Since October, I have blended 3 eggs (70 cal ea0 in olive oil (120 cal/teaspn), instant oatmeal (different flavors @ 130-150 cals), Nepro nutriental drink (475 cal), carnation instant brkfast (220 cal w/cup of milk). EVERYDAY. I dont taste much, but its easy to drink and has lots of calories. I'm waiting to eat solids again.

Snacks is four scoops of vanilla icecream (180 cal/2 scoops), two packs of instant breakfast (220 cal/pack w/milk) and Nepro nutriental drink (475 cals.

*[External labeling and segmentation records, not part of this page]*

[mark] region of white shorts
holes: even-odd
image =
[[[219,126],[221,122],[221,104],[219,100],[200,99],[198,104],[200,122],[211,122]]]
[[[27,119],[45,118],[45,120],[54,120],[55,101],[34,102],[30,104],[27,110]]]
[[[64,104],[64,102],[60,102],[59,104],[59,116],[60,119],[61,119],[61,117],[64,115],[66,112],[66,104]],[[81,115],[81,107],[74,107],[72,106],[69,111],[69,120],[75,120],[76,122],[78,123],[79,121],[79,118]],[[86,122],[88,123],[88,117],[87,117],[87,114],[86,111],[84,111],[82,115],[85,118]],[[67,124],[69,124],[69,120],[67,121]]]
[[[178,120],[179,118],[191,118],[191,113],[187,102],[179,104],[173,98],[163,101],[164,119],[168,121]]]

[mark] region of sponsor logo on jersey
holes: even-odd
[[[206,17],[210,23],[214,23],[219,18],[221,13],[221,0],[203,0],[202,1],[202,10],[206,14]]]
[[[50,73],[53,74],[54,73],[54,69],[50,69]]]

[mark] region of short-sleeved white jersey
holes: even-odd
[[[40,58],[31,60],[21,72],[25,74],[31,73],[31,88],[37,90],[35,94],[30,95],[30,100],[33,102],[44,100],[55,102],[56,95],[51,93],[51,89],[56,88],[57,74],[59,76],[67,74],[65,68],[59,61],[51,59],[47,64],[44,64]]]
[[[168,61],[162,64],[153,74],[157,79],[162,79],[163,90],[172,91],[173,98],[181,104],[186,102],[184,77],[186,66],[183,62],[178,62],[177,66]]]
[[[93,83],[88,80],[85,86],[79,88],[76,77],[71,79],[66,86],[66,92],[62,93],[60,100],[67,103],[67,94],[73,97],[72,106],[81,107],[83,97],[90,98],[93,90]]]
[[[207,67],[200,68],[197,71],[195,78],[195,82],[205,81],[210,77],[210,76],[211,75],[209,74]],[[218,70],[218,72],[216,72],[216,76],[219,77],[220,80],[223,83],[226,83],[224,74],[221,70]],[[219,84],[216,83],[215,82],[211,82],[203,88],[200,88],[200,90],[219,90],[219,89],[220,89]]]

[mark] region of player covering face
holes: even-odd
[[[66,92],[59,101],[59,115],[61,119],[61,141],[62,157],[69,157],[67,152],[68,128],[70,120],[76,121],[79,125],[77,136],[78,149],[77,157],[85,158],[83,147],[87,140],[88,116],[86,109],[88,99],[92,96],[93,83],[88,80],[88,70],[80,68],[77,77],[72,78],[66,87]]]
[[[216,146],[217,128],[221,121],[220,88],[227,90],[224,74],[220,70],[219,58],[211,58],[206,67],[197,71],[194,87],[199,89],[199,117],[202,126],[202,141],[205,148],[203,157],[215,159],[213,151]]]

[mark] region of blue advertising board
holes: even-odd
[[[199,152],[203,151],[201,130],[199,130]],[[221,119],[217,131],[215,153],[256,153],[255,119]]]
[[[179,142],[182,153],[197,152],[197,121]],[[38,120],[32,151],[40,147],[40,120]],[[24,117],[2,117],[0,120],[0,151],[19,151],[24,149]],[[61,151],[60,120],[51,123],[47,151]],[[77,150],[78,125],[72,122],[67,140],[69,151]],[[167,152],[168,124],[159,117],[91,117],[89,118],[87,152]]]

Lunch/Dinner is always large cans of Progressive Soup blended (300-350 cals)

I'm not tired of it yet because it adds up to lots of calories and I'm gaining weight and people are commenting on how good I look. It feels good and I didn't have to get a peg or tube in my belly.

I am and will continue to pray for your sister because it sounds like shes in a tough spot. I encourage you to stay on her though. Reminding her that this is a fight for her life and that you love her and want to spend lots of more years with her. My youngest brother has been a TREMENDOUS help to me. Words can't even explain, its as if the disease was his and it has help me so much.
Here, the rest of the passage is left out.